Two years ago my relationship with God took a nosedive. It wasn’t some terrible tragedy that started the downward spiral. It wasn’t the problem of evil, or doubts about my faith, or a lack of trust in God.
I had a baby.
Before the baby, my time was my own and I had a lot of it—though I didn’t realize it then. I spent time in solitude. Went on retreats. Kept journals. Thought about things.
After the baby, my time belonged to a tiny human being who kept odd hours, filled diapers with astonishing frequency, and depended on me as the sole source of her food. Solitude was a distant memory. Retreats were out of the question. My journal gathered dust, and I was too tired to think. Deprived of the spiritual disciplines on which I had depended for a decade and intruded upon by a miniature third party whose highest priority was her own comfort, my relationship with God faltered. I looked forward to the day when I could use my time as I pleased. It was a discouragingly long way off.
In Listening for the Soul, Jean Stairs offers a different perspective. “The ordinary events of our experience,” she argues, “should not be in the way or apart from the way to living in the presence of God, but the way to it.” If this is right, then midnight feedings and diaper changes—the ordinary events of my suddenly-hijacked life—are, somehow, the way to the presence of God.
Silence and solitude are indispensable spiritual disciplines, but to practice them requires some measure of control over one’s time and some measure of independence.
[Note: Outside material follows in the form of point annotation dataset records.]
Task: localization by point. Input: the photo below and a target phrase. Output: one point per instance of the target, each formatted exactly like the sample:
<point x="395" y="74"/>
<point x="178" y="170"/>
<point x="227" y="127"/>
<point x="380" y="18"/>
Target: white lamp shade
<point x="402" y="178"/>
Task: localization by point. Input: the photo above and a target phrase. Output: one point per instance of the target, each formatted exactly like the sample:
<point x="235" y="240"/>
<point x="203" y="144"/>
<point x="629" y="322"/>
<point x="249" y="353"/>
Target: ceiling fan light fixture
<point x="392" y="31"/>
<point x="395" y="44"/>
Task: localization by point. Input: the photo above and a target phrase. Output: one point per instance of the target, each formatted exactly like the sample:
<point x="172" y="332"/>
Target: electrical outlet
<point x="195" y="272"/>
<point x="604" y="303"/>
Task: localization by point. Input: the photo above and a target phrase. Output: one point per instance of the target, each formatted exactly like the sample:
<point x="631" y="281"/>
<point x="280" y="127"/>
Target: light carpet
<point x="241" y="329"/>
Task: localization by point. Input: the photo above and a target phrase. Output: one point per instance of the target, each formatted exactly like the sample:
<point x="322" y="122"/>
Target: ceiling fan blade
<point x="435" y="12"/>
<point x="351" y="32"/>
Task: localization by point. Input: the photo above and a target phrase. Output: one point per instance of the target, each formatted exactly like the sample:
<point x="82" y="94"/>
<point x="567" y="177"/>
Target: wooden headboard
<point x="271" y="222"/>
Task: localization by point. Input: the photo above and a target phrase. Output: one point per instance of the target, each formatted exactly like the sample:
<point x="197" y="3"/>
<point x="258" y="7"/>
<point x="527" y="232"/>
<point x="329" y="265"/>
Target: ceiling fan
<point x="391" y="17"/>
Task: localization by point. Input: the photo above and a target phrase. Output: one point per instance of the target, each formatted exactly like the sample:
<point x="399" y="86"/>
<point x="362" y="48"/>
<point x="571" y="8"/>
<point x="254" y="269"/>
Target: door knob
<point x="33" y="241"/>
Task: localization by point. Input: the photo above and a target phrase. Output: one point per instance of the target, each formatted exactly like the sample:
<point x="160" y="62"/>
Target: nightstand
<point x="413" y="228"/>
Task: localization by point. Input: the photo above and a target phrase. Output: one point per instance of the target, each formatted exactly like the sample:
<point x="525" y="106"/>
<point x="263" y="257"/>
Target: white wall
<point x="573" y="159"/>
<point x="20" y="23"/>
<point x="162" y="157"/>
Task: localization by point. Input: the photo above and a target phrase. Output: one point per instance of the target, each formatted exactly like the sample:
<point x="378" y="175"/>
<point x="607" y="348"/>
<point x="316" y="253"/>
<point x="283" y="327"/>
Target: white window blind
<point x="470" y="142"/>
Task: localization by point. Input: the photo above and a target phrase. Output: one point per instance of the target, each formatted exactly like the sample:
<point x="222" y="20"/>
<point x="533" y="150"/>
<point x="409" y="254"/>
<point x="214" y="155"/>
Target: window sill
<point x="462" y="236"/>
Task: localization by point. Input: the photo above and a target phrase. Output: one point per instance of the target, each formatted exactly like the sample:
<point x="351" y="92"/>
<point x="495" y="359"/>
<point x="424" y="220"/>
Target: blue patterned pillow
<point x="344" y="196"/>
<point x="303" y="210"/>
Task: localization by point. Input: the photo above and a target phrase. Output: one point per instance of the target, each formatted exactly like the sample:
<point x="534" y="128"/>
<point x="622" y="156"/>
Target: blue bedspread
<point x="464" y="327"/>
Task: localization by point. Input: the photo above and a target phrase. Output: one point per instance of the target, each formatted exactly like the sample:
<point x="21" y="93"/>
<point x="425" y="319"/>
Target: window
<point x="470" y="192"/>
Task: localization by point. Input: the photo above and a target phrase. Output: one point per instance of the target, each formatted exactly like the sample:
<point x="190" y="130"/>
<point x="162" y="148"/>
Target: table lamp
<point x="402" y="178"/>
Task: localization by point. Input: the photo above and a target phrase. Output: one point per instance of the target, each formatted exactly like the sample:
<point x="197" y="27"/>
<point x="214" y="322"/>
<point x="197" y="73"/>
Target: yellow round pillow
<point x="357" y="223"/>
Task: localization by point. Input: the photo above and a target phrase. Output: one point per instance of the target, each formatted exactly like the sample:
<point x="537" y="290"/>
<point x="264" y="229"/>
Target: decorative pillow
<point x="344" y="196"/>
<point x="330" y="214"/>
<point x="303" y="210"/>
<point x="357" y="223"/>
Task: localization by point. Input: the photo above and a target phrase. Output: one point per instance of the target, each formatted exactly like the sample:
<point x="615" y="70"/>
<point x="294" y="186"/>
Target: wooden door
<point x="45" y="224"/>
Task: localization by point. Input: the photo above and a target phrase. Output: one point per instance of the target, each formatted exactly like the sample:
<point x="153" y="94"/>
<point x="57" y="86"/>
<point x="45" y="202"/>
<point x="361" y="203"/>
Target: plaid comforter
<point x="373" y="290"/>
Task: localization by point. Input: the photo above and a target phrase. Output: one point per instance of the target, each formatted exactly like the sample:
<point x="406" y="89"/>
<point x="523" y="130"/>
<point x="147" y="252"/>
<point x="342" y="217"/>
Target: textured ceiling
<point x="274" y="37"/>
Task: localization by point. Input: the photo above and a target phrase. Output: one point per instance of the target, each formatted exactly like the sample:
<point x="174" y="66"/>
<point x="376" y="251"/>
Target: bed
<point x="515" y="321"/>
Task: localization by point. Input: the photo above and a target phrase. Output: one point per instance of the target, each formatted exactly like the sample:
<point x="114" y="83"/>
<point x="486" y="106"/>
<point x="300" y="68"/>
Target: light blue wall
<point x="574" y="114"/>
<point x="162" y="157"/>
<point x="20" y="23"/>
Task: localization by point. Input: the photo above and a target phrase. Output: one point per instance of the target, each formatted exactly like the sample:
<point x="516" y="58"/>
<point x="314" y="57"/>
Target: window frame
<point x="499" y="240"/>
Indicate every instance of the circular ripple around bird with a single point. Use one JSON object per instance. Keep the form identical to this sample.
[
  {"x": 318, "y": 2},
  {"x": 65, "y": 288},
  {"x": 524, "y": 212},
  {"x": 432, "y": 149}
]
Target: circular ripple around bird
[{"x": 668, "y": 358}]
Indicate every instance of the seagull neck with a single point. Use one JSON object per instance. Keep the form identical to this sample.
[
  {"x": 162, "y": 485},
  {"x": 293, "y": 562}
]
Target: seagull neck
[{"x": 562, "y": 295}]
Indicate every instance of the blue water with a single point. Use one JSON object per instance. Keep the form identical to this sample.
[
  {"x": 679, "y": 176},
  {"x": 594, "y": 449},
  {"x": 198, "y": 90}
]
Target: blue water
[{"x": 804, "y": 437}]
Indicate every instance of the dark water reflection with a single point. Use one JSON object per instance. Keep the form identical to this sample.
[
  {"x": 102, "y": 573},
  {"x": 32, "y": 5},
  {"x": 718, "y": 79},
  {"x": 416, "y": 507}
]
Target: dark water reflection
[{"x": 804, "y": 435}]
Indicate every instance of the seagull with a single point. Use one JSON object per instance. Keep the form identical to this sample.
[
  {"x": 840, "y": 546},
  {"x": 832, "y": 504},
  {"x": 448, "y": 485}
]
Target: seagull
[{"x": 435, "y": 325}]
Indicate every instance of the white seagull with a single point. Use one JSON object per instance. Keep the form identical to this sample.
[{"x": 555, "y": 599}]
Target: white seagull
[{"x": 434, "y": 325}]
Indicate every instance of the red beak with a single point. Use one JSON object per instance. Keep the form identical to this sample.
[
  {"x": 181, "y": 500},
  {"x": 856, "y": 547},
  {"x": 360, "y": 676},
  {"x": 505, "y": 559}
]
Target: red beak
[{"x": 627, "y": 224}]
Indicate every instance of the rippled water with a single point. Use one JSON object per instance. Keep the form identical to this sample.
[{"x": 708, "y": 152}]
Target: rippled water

Control and independence are some of our highest cultural ideals, but they are not a new mother’s reality.
My downward spiral slowed and then reversed when I began to work not against the tied-down nature of my new existence, but with it. Sitting down to feed the baby became a reminder at regular intervals throughout the day to offer a prayer of gratitude to God for the way he sustains my life. Being always available to another human being became an opportunity for reflection on the nature of a God who never sleeps and always is available to all. The fierce love I felt for this baby paled in comparison, I realized, to God’s love for his people.
The Christian tradition is rich with examples of people who lived with an awareness of God’s presence in the most mundane of circumstances. Brother Lawrence reveled in the presence of God while washing dishes (The Practice of the Presence of God). St. Augustine wrote an extended meditation on God’s provision to him through the ordinary medium of his mother’s milk (Confessions). Jean Stairs refers to the awareness of God’s presence and provision in the midst of the hustle and bustle of everyday life as “noisy contemplation.” For parents of young kids, it often seems there is no other kind! But if Brother Lawrence could sanctify the time he spent washing dirty dishes, who’s to say we can’t do the same with time spent changing dirty diapers?